View Single Post
Old 10-18-2006, 03:08 PM   #76
Lani
Senior Member
 
Join Date: Mar 2006
Posts: 4,778
Hopeful, you did fantastically!

In addition:They postulated there are two main sequences/pathways that breast cancer follow in developing more and more mutations which make cells more and more immortal and proliferative--one which the normal and luminal A take (ER+her2-) with lots of chromosome 16q loss and associated with good prognosis and one which basal(triple negative) ERBB2 (her2+er-) and luminal B (some, but not all, of which are her2+ER+) which are not associated with lots of chromosome 16q deletion and have a worse prognosis. Interestingly they seemed to use ER of 2% as the cut-off for ER+ so their percentage ER positive comes out interestingly for basals and ERBB2s. As we have pointed out before, there are many ways to measure ER and not all are accurate nor do they necessarily concur with each other.
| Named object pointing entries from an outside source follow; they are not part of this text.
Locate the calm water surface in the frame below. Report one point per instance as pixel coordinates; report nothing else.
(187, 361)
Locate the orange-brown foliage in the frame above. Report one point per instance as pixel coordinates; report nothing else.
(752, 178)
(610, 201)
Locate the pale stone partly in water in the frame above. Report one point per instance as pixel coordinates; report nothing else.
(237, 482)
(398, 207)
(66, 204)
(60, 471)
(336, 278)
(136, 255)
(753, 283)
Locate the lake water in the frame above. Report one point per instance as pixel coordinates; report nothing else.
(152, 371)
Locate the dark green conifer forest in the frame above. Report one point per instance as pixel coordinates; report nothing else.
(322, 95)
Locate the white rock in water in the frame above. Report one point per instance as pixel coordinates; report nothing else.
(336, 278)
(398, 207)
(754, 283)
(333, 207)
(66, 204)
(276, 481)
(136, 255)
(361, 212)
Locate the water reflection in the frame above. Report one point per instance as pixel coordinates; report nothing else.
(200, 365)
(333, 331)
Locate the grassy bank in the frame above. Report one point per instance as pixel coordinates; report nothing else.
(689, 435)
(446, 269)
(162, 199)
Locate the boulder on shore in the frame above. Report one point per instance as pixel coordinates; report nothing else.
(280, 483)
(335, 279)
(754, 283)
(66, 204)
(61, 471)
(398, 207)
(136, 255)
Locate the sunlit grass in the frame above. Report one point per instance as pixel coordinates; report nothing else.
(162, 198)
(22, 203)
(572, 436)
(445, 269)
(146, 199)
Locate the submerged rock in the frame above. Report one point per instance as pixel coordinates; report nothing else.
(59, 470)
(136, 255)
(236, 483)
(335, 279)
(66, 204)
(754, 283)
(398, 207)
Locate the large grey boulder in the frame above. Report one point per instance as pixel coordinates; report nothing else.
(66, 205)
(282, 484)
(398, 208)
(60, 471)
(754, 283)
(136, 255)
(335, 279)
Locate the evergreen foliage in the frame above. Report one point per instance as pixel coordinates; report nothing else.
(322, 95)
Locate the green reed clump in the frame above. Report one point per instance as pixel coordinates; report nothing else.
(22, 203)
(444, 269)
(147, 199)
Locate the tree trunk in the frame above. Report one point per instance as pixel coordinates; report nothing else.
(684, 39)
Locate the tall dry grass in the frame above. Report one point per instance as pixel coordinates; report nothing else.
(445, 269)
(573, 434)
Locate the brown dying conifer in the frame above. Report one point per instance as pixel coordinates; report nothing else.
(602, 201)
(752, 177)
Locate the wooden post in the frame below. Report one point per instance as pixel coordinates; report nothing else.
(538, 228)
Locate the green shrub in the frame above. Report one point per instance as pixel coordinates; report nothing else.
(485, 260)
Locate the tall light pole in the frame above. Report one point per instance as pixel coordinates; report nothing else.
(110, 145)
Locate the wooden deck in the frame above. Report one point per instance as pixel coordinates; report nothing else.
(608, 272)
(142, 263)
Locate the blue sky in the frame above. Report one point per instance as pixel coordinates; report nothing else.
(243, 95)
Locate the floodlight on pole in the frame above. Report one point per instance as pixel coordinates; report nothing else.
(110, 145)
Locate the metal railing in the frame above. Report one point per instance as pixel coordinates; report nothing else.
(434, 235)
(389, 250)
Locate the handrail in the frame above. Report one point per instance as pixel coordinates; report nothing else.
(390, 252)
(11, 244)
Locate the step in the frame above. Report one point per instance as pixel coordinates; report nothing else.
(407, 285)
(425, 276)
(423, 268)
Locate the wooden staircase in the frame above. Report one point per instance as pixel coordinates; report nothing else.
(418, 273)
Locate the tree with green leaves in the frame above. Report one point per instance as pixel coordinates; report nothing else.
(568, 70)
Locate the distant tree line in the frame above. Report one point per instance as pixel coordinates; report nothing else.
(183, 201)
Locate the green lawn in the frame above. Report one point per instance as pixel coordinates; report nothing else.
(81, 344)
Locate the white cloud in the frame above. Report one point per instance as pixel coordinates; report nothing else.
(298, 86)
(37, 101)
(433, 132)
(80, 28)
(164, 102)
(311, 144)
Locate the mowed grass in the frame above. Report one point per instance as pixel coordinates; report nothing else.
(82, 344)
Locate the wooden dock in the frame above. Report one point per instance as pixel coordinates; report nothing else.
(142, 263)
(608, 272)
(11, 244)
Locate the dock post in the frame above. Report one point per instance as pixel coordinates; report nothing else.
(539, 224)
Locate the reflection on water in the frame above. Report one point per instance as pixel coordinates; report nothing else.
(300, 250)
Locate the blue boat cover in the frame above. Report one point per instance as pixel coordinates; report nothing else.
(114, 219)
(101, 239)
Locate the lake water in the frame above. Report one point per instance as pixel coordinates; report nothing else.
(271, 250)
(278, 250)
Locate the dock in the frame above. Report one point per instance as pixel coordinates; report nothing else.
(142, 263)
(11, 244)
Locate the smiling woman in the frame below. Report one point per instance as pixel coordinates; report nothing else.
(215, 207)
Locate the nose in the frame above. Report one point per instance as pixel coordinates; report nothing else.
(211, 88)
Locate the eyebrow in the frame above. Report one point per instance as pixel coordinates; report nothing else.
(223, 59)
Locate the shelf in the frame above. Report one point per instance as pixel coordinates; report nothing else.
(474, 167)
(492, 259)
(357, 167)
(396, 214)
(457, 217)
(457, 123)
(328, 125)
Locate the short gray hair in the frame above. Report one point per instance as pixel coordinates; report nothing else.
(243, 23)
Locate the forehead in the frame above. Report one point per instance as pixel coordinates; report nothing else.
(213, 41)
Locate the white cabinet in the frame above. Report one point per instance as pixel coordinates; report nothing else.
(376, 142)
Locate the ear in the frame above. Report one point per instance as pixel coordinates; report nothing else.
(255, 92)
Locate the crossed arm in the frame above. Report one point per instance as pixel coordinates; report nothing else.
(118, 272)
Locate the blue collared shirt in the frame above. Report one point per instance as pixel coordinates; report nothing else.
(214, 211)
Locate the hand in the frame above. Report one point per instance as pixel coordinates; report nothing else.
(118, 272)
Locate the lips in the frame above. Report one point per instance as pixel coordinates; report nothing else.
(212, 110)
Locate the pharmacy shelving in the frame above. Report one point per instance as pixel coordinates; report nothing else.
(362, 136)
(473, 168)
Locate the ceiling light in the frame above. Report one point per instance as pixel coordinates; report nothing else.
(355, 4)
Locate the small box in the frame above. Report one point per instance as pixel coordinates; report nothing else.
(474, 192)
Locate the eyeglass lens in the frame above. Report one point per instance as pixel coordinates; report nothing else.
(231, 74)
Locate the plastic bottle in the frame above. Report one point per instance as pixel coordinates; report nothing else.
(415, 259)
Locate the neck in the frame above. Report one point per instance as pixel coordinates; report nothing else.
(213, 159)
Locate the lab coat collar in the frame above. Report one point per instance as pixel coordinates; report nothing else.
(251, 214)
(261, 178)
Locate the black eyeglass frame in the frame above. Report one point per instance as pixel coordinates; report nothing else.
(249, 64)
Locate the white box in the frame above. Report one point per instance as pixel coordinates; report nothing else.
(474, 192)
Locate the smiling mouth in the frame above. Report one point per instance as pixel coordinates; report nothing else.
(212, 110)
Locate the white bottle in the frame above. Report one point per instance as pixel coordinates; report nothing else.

I was interested to see that they found a shorter DFS for her2+s than for basals. This was not a huge study, but opens the way for larger studies.

They will have to go further back in their archive of tumors(may not be easy because, althought they did not say it outright in the original article, it sounded like they used fresh tumor or fresh frozen tumor rather than paraffin embedded tumor to do their studies) to get the results of DFS without tam tx, without AI tx, without chemotherapy, with and without herceptin for us to discover not only the natural history, but also the results of different treatments on these tumors.

Hope this article elucidated more than it confused!